Alfian menjelaskan bahwa massa pendemo sempat menculik salah satu anggota lalu lintas tanpa melakukan kekerasan fisik. Meskipun terjadi kericuhan antara petugas kepolisian dan massa pendemo, situasi kini telah kondusif. Kericuhan yang bermula sekitar jam 02.00 WIB atau 03.00 WIB di Senen meluas hingga ke Otista, namun pihak kepolisian berhasil mengendalikannya.
Kericuhan yang terjadi akibat demo dan kematian seorang pengemudi ojek online (ojol) pada Kamis (28/8) semakin meluas ke Jalan Raya Otto Iskandardinata (Otista), Jakarta Timur. Warga di Jatinegara terlibat bentrokan dengan petugas kepolisian, dimana terlihat ratusan pemuda melemparkan batu dan benda lain ke arah petugas.
Akibat aksi tersebut, arus lalu lintas terganggu dan menyebabkan kemacetan panjang. Pengendara roda dua dan empat terpaksa mencari jalur alternatif karena ruas jalan ditutup, bahkan bus Transjakarta tidak dapat melintas. Petugas kepolisian berupaya menenangkan massa untuk mencegah situasi semakin memanas.

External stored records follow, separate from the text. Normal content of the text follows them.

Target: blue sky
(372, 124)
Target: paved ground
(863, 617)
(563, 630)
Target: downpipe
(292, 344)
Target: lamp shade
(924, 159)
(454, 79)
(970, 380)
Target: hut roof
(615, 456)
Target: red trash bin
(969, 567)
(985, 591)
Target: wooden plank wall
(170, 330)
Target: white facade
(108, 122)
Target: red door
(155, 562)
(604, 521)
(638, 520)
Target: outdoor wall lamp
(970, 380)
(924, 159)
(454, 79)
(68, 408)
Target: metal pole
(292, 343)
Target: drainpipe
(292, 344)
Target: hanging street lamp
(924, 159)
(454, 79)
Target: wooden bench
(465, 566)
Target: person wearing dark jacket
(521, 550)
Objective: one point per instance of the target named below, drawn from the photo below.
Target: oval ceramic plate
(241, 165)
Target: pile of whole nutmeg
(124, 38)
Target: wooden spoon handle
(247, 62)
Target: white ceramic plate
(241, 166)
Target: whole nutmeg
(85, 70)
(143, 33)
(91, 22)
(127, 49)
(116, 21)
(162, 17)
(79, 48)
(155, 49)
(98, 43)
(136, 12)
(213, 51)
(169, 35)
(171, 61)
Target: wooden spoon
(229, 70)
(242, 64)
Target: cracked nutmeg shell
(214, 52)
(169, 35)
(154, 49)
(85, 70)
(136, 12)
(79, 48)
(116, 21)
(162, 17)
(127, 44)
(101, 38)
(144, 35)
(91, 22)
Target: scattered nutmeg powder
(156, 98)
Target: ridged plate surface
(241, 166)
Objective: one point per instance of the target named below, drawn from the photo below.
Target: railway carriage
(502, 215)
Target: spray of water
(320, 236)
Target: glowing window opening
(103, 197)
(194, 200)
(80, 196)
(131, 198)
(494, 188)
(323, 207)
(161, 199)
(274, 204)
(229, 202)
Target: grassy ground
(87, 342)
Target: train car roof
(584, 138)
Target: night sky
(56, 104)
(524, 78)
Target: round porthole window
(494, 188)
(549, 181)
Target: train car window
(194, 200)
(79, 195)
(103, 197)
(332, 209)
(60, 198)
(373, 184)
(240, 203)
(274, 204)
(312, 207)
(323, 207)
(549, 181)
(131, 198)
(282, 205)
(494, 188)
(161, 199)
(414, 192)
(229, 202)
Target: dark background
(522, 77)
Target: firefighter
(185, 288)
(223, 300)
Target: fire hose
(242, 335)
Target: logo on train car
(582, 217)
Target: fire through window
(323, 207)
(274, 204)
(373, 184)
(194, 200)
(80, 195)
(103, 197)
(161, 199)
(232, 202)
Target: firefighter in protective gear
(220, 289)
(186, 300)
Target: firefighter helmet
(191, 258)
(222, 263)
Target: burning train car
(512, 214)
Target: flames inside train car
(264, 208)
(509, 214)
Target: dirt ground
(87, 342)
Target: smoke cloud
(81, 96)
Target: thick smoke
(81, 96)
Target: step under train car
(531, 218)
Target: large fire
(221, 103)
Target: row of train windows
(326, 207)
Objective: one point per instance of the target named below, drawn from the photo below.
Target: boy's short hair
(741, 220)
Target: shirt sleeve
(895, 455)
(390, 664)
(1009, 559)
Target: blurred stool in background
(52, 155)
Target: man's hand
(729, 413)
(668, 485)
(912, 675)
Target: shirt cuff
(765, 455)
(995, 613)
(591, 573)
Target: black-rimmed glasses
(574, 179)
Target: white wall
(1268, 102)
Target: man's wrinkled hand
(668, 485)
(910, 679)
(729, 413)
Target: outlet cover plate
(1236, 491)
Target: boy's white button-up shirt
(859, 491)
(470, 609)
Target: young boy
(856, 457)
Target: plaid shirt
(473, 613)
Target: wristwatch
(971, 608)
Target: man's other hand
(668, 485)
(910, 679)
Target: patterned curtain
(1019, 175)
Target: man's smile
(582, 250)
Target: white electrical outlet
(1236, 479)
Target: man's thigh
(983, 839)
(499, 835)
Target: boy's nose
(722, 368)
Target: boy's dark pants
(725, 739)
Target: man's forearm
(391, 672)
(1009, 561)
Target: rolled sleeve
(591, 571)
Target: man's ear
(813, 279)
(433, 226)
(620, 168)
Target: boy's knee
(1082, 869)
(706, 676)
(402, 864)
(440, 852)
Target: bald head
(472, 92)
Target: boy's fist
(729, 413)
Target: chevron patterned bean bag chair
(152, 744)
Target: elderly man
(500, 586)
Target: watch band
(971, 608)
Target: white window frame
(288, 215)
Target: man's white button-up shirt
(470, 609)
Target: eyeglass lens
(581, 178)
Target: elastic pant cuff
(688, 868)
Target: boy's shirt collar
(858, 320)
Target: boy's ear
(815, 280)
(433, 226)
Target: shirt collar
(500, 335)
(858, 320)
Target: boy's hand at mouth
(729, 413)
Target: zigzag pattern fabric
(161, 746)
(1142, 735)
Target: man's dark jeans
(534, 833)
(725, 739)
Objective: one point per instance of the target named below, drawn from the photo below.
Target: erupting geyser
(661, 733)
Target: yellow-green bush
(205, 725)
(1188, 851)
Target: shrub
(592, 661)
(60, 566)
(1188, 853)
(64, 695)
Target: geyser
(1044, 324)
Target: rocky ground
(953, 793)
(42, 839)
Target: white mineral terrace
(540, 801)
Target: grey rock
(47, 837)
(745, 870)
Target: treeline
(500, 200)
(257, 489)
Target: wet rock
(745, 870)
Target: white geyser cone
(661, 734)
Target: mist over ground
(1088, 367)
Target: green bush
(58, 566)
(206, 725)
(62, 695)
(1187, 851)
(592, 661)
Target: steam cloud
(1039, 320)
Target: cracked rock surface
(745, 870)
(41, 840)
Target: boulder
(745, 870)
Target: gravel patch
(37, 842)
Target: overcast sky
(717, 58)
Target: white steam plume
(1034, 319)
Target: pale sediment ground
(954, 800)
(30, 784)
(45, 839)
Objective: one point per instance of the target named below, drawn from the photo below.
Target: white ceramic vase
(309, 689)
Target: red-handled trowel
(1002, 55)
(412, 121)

Hingga saat ini, aparat kepolisian masih bersiaga di sekitar Jalan Otista untuk mengantisipasi potensi bentrokan susulan. Berbagai pihak, termasuk Komnas HAM, memberikan perhatian serius terhadap insiden tersebut, sementara Prabowo menegaskan bahwa kerusuhan hanya akan merugikan rakyat.